Award-winning writer and teacher Gambone visited Boxcar Books in Bloomington, Ind. on Friday night, an event sponsored by BloomingOUT on WFHB and IU GLBT Support Services.

At the Sixth Street venue, Gambone read the introduction of his most recent book. Participants of various sexual orientations joined in a question-and-answer session following the reading.

“The turnout was great, and the questions were wonderful,” Gambone said. “I hope the crowd got a little sense of my personality — about the personality behind this book, about the enthusiasm behind this book. I hope that in the excerpt that I read from the introduction, they picked up a little bit about what my goals were for the book, how I went about doing the book, who I saw as the audience for the book.”

Gambone is an essayist, journalist and fiction writer hailing from Massachusetts and has written three other GLBTQ-based books.
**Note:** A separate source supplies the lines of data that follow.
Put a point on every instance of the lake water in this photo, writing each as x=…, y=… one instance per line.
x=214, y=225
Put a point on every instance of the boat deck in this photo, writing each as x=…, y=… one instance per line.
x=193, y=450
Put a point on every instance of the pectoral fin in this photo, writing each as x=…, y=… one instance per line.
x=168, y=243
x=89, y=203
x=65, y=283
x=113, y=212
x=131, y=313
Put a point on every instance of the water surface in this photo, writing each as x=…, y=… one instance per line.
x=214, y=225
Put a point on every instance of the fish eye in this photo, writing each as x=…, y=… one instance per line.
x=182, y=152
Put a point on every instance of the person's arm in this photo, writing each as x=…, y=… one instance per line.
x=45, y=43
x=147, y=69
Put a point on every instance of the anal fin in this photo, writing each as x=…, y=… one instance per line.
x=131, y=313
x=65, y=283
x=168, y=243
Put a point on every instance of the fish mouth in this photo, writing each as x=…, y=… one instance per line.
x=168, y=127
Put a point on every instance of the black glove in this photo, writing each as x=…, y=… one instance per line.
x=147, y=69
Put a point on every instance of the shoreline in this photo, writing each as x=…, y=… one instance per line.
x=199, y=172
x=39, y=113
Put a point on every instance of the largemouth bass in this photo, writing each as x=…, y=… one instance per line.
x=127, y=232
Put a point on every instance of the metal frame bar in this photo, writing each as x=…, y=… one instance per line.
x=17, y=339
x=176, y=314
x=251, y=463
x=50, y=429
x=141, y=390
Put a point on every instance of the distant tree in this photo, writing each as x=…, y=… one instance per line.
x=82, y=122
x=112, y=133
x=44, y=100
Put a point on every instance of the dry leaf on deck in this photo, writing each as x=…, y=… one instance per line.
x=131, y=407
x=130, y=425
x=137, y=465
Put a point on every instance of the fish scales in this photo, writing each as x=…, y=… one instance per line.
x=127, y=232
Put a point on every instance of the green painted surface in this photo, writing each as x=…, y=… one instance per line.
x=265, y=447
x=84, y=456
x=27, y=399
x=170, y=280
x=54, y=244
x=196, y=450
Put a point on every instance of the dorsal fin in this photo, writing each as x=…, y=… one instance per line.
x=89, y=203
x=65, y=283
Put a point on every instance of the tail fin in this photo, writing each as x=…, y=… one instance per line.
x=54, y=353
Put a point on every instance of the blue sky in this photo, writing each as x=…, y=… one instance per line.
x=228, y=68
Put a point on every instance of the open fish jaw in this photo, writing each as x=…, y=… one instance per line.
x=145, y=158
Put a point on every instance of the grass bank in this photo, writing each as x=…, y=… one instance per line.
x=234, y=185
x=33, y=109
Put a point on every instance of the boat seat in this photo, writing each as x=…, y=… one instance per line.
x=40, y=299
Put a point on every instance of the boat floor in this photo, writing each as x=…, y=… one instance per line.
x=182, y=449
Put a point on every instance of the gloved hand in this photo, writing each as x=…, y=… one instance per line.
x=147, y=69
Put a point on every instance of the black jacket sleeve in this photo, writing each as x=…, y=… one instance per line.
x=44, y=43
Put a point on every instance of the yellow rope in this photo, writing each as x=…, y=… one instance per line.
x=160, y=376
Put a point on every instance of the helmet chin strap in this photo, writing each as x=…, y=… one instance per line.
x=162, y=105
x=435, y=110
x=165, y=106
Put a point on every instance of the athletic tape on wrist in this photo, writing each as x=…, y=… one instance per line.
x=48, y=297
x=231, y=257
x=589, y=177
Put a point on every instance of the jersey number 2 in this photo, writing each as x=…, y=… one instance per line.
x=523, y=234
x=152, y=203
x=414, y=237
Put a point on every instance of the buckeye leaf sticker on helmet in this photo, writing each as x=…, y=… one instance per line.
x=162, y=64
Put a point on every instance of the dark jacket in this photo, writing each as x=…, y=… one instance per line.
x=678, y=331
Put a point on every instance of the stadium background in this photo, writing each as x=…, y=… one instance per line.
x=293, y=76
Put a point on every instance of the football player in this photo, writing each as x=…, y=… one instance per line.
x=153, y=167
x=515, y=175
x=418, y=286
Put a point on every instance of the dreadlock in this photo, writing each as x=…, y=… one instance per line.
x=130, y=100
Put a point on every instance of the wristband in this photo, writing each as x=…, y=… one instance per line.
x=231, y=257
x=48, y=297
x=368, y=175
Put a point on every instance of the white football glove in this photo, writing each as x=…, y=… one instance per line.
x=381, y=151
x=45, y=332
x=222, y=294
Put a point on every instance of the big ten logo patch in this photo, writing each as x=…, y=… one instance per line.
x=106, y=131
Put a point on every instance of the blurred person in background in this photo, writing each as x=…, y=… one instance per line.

Along with writing, he has taught English at the University of Massachusetts, Boston College and the Harvard University Extension School.

“Travels in a Gay Nation: Portraits of LGBTQ Americans” is a book of various profiles of people in the GLBTQ community.

Gambone traveled to different parts of America, candidly interviewing people about their lives.

Celebrities included in the book are David Sedaris, George Takei, Barney Frank and Tammy Baldwin.

Less familiar voices include a retired Naval officer, a transgender scholar and “drag king,” a Princeton philosopher, two opera sopranos who happen to be partners, an indie rock musician, the founder of a gay fraternity and a pair of Vermont garden designers.

Altogether Gambone interviewed 102 people, he could only publish 44 interviews. He said it was difficult to choose which stories made the cut.

In the end, he mainly focused on showcasing diversity and sharing untold stories.

“Some people who have been really well profiled in the past — (I) cut them,” Gambone said. “(I was looking for) diversity in whatever way you could measure it: age, geography, occupation, race, religion, ethnic group — any way I could cut it.”

The project began in summer 2007. The author traveled for two years across America. He started by sending letters to potential participants, introducing himself and asking them to speak.

Gambone said he also used Google as a tool to find places to visit and people to interview, typing in searches such as “gay Chicago” or “gay Austin.”

“‘Gay Chicago’ was the best because … Tracy Baim, who publishes the Windy City Times, put together this enormous website in which she interviewed gay/lesbian Chicagoans,” Gambone said. “I browsed the website and came up with names of people I wanted to profile in the book.

“‘Gay Austin’ was another one. I really wanted to go to Texas.”

Face-to-face interviews with permission to use first and last names was a must for each profile, as Gambone was determined to get more than just a voice. Seeing the interviewee in some sort of environment was  alsoimportant.

“I interviewed people in their homes, in their offices, in hotels, outside on picnic tables, in their workplace, wherever we needed to meet,” Gambone said.

To research, Gambone studied each interviewee and how he or she creates his or her identity.

“If they were a writer I read their work, if they were a musician I listened to their music, if they were a filmmaker I watched their films, if they were a historian I read their books, if they were a politician I tried to familiarize myself with their political record,” he said.

An average of 20 to 30 hours of review was done prior to each interview.

Because each person was different, the sets of questions were specifically tailored to each participant — though each discussion started the same: “tell me something memorable about your childhood.”

From that question a theme emerged.

Personality, story, anecdote, humanity, pride and strength were all qualities the author wanted to capture from each person.

Never bored by a story, he said he heard tales with laughter, tears and emotions in between.

After the event, Gambone stayed to speak to patrons and sign copies of his book.

IU student Samuel Buelow came to the event 20 minutes early and was the first guest to arrive.

He said he was attracted to the reading because of its description and especially because of the popular names featured within it.

“I thought I’d go and see what it was like, and it was really kind of a surprise,” Buelow said. “Just the stories in general and this idea of this compilation of stories is just exciting to me.”

From what Gambone read, the book sounded interesting, Buelow said. As a result, Buelow left the bookstore with a signed copy in hand.

This particular book hit shelves in June 2010. Though a second volume is not in the works, writing one is a hopeful thought — Gambone said he has 58 more interviews he’d like to see published.

“I didn’t approach this book with an agenda; I didn’t approach this book with a thesis; I didn’t approach this book with an ax to grind,” Gambone said. “The only agenda was: Let me get as diverse a range of stories as possible.”